Founded in 2018, Neptune Flood is an insurtech company specializing in a tech-driven approach to selling flood insurance policies. It does business in 48 states and Washington, D.C., and earlier this year surpassed 100,000 policies. Burgess expects that number to rise to 150,000 by the end of 2022.

Yet the number of flood insurance policies in Florida has dropped. 

“Four years ago,” Burgess says, “about 17% of Floridians had flood insurance. Today, it’s 15%. We need everyone to look at their driver’s license, and if it says ‘Florida,’ they need to buy flood insurance. We can’t have a situation where only 15% of people in the most flood-prone state are insured.”

The federally backed National Flood Insurance Program, Burgess says, is increasingly an untenable option for many property owners. It has lost $37 billion throughout its history — “if they were a private company, they’d be bankrupt,” he says — and has been scaling back in Florida at a time when the state’s population is bursting with new residents. Companies like Neptune have an opportunity to step into the breach, but that’s easier said than done.

'We will see a surge of people buying flood insurance and getting insured and protecting themselves, and I hope that will be a lasting trend here, because when you add climate change to the mix, there’s an increasing risk of devastating outcomes with each passing year.’ Trevor Burgess, CEO of Neptune Flood

“We’re doing our part to help,” Burgess says, “but the NFIP is shrinking faster than Neptune can grow.” At present, his firm has written about 130,000 policies nationwide, but of those, only 30,000 are for customers in Florida. Hurricane Ian will boost that number, of course.

“Storms end up being that reminder, unfortunately,” Burgess says. “We will see a surge of people buying flood insurance and getting insured and protecting themselves, and I hope that will be a lasting trend here, because when you add climate change to the mix, there’s an increasing risk of devastating outcomes with each passing year. And just because you missed the storm this year doesn’t mean your chances are lower in the future.”

The artificial intelligence that underpins Neptune Flood’s system for determining coverage and rates will benefit immensely from the wealth of data collected from the aftermath of Hurricane Ian, Burgess says, though he wishes the storm had never come to Florida’s shores.
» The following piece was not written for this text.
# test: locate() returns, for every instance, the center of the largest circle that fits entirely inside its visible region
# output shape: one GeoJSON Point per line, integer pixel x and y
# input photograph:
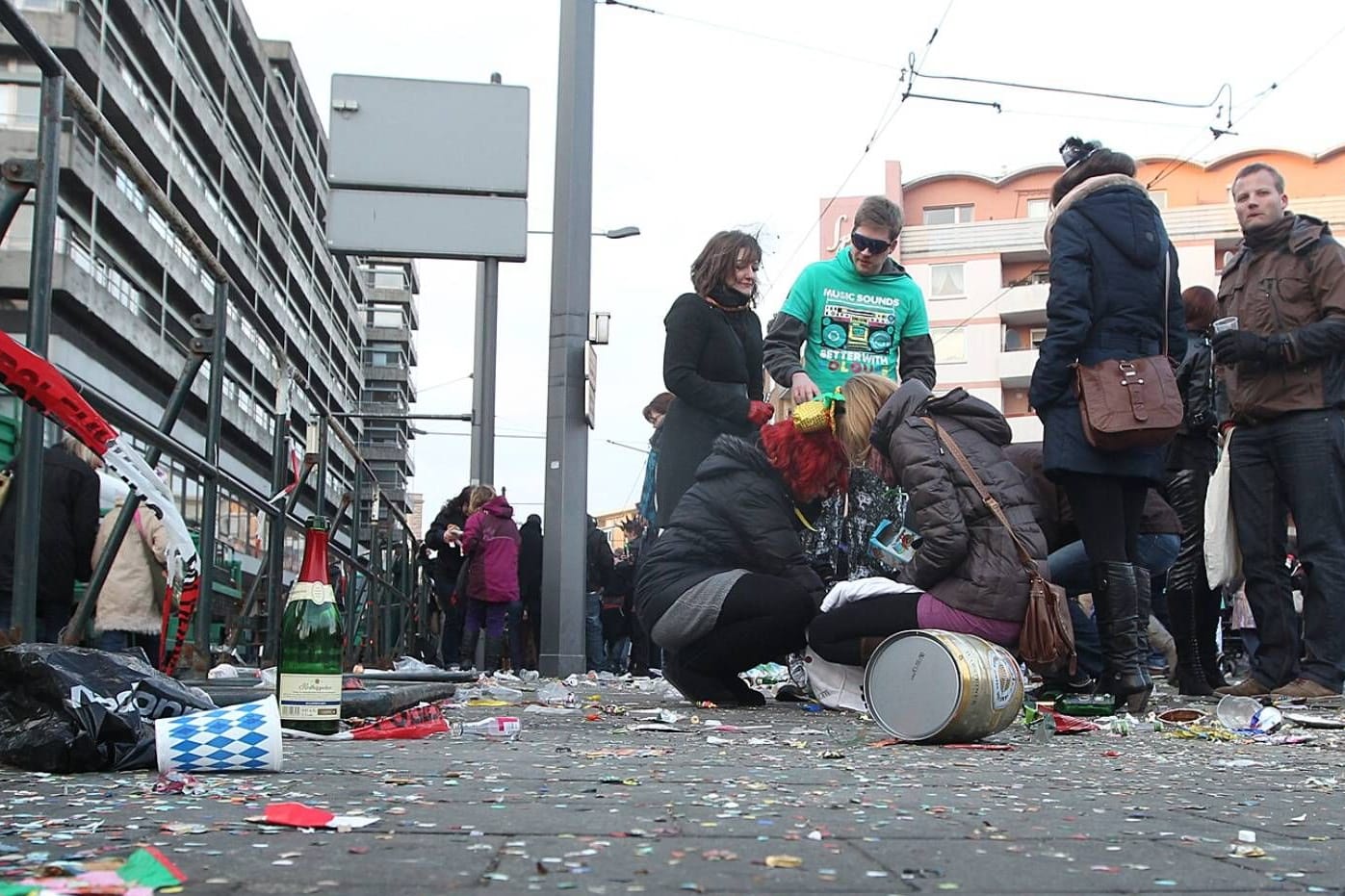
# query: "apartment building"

“We never wanted there to be a storm like this; the human cost has been absolutely terrible, and the rebuilding is going to take a long time,” he says. “But what’s different about Neptune is that we’re a technology company. We’ve built an AI engine that does a traditional job of the human underwriter to select which risks we’re going to underwrite, and then what price we’re going to charge. And that engine can get smarter over time. The data that we’ll get from this event is very useful in training our models to be more effective at charging the right price for the risk that we’re taking on. That’s the long-term vision — how do you create an insurance company that can properly underwrite flood insurance? Because the NFIP has not been able to do so.”

That’s just one piece of the puzzle, though. Despite its tight embrace of technology, Neptune Flood intends to lean more than ever on human insurance agents to educate customers.

“We’ve focused a lot on agent education,” Burgess says, “using insurance agents who trusted advisers to their clients to offer flood insurance every time they’re selling a homeowners insurance policy and not just when it’s required by law to purchase.”

One of the most significant long-term effects of Hurricane Ian, he adds, could be a total reassessment of what areas of the state require property owners to carry flood insurance. Could the entirety of Florida be considered a flood zone?

“If we look at where we’re seeing claims from this storm,” Burgess says, “Lee, Charlotte and Collier counties are ground zero, of course, but we have claims in Orlando and Jacksonville and up the coast. This is a widespread problem in the state of Florida.”